Twin in-floor fish boxes (120 quarts to port and starboard) with pump-out hold a great day’s catch and then some. A large center hatch just forward of the transom hides a removable storage tray, with access to the bilge underneath. Aft seating accommodates three with a fold-down bench on the transom bulkhead.
Live-baiters are sure to appreciate the pressurized livewell on the transom — 40-gallon capacity with a clear lid, lighting and calming blue finish — and the copious rod storage: four flush-mount holders on the gunwales, four more on the transom, a triple rack under the port gunwale, two rocket launchers holding a combined total of nine rods, and a rack that accommodates yet another pair of rods inside the port bow compartment.

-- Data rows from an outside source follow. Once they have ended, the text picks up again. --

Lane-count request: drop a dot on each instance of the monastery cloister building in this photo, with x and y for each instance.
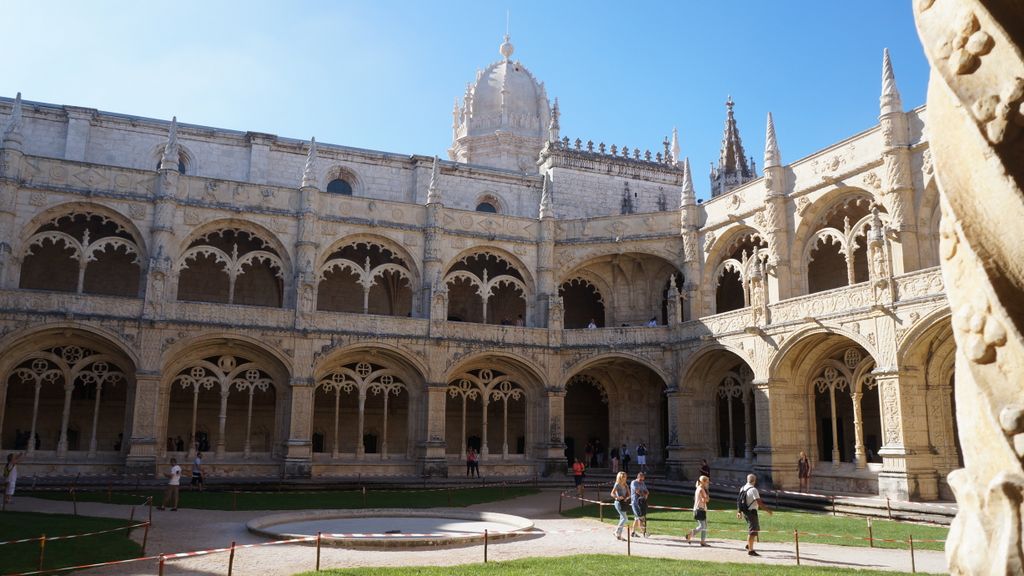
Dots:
(300, 310)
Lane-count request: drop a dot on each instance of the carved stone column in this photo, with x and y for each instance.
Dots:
(145, 424)
(433, 459)
(974, 114)
(298, 447)
(552, 453)
(906, 461)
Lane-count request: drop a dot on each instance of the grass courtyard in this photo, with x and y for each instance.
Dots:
(25, 557)
(219, 500)
(775, 528)
(594, 565)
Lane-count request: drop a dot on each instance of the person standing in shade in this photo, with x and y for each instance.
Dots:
(579, 470)
(10, 478)
(700, 499)
(638, 494)
(804, 470)
(171, 495)
(621, 494)
(198, 471)
(748, 503)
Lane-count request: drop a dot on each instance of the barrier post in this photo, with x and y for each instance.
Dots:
(913, 565)
(42, 550)
(318, 534)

Crew members and large fish always have permission to come aboard the 262 CC, so EdgeWater installed a pair of doors — one to starboard and another on the transom — to make it easier, with a telescoping ladder on the swim platform to further aid anyone who goes for a dip.
OK, so the boat comes loaded, but what about the ride? I ran the 26-footer both in the Intracoastal Waterway and outside Ponce de Leon Inlet in 2- to 3-foot rollers to find out. The first thing I noticed was how quickly our test boat, powered by twin F200s, jumped on plane. In fact, despite it being 100 hp below its max power rating, it went from 0 to 30 mph in just 6.5 seconds.
Next, I punched the throttle to check the top-end speed and clocked 51.1 mph at 6,100 rpm, almost identical to what Yamaha reported on its performance bulletin. Efficiency proved highest at 3,600 rpm, which pushed the boat to a cruising speed of 27 mph while burning only 11.1 gph, numbers that translate into an approximate range of 407 miles with a full tank.
I found the handling just as impressive. The phrase “turns like it’s on rails” may be cliche, but it certainly applies to the 262 CC, which negotiates tight turns with no sliding or excessive leaning, so you better brace yourself if you attempt one at high speed.
The EdgeWater is spacious, comfortable and swift. Visibility at the helm remains excellent from takeoff to top-end. The 262 provides the feeling of safety that comes from a solid hull under you. The locations of controls, storage, seating and fixtures, like rod holders and cleats, seem intuitive, and with so many standard amenities, you’ll be hard-pressed to find additional options you couldn’t live without.